17 Mart 2011 Perşembe

on my own

efsanevi grup queen'in living on my own'unu ilk defa duyduğumda, yalnız geçecek senelerime epey olduğundan paniğe kapılmamıştım. evden hiç ayrılmayacak gibiydim fakat 21. yüzyılla birlikte yalnızlık serüveni de başladı. önce izmir, sonra istanbul derken antalya'ya günün birinde geri döndüm. eskisi kadar olmasa da yine de net bir yalnızlıktan söz etmek mümkün. bundan şikayetçi ya da sarhoş olacak kadar mutlu değilim, bir organım gibi oldu artık. tek dezavantajı beşeri ilişkilerim zamanla çuvallıyor. kalabalık gelince de iki kişi, en iyisi diyorum ben biraz gideyim. akşam otelde televizyonun karşısında uzanırken de bir sonuca ulaşması imkansız ve plan demeye bin şahit isteyen tasarılarla uğraşıyorum.

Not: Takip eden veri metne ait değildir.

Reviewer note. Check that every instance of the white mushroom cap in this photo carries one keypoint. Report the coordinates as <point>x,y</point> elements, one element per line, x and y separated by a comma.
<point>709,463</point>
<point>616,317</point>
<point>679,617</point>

bu tasarılardan en önemlisi gezebilme ve ilk elden şahit olabilme özgürlüğü. trenle, at sırtında, gemi güvertesinde ya da bir albatrosun kanadında olur fark etmez, benim bu halimden daha iyi bir şeye dönüşmem için mutlaka avrupa'yı görmem lazım. jpegler bana hiçbir şey anlatmıyor, mekanı algılayamadığım gibi içinde yeterince zaman geçirmediğim için bir sonraki jpegte etkileri siliniyor. pompidou'nun önünde bağdaş kurup bir şeyler çizen öğrencileri kıskanıyorum durduk yere, bir müzenin uzayan kuyruğunda sabırla bekleyen orta yaşlı insanları ve floransa'nın muntazam bahçelerinde sakince yürüyen ihtiyarları da. la sagrada familia'da şimdi dolaşan insanlar var, casa mila'nın önünden geçerken dinlenen, fotoğraf makinesini ayarlayan, lensini değiştiren ve diyafram aralığına karar veren. leonardo'nun dehasına şahit olan mimarlık birinci sınıf öğrencilerinin varlığı, bir otel odasına banyo modellemekle mükellef olduğum şu anda beni hafiften tedirgin ediyor. onlardan birisi olabilirdim, belki hala olabilirim.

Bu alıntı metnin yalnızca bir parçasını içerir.